Certaines choses très simples ont été des découvertes tardives, ce qui est, en un sens, la récompense d’avoir mal vécu. (26)

Portée par ma lecture du premier tome, j’ai replongé rapidement. Plongée et renaissance marquent justement ce retour, moins percutant, mais toujours nourri d’une farouche démarche d’honnêteté. De son style légèrement foutraque, navigant à travers les époques en suivant sa propre logique, Nuala O’Faolain nous raconte la suite de ses aventures éditoriales. J’ai pioché dans la première moitié une inspiration forte. Ses analyses sur l’intrication des comportements de sa mère dans sa propre personnalité portent loin. Ses réflexions sur les différentes strates d’expérience de l’esprit, sa construction en mille feuilles et la difficulté que nous avons à distinguer notre propre réalité sortent de l’ordinaire et transcendent l’autobiographie.

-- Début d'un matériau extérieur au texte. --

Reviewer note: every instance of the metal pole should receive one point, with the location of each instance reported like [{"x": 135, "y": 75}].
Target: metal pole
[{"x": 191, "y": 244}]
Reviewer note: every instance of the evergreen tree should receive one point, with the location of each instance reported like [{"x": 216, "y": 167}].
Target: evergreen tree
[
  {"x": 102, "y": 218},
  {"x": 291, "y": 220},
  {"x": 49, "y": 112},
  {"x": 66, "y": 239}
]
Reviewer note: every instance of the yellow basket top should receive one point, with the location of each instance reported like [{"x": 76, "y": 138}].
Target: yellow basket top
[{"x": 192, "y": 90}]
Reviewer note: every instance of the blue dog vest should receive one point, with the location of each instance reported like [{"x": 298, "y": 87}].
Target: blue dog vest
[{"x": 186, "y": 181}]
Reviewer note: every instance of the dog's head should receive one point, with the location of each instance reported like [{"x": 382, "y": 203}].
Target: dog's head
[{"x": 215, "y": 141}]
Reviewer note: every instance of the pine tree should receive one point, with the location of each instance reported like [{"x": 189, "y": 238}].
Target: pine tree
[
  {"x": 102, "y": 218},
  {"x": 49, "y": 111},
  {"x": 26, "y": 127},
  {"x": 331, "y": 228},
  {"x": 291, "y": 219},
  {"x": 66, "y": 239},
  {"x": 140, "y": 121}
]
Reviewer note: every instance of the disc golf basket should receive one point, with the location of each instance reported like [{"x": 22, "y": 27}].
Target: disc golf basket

C’est la transformation que j’ai connue quand l’expérience présente m’a renvoyée dans le passé et m’a révélé qu’il y avait eu une autre strate d’expérience sous la couche apparente. La mémoire m’a livré des lieux, des situations, des pensées et des sentiments, d’une manière si complexe et nuancée que je ne ressentais pas le besoin de voir des gens. Sans eux, mon esprit était richement garni. (34)

J’ai malheureusement trouvé que la seconde moitié se perdait en incertitudes amoureuses et relationnelles. Fondement de ses interrogations qu’elle mène de front avec courage, mais qui ont lassé la lectrice. Au-delà de tout, elle m’aura donné des clefs pour accepter tout ce que j’ai pu être par le passé et que je ne serai jamais plus. Sa manière efficace de se questionner, en un processus psychologique actif et créatif restera ancré dans ma propre démarche pour devenir meilleure. Merci Nuala.

Quand j’étais petite fille, j’ai découvert que si on pleure sans pouvoir s’arrêter et qu’on souhaite s’arrêter, l’astuce consiste à faire quelque chose d’utile avec ses larmes – arroser une plante, par exemple. Elles se tarissent alors d’elles-mêmes. (47)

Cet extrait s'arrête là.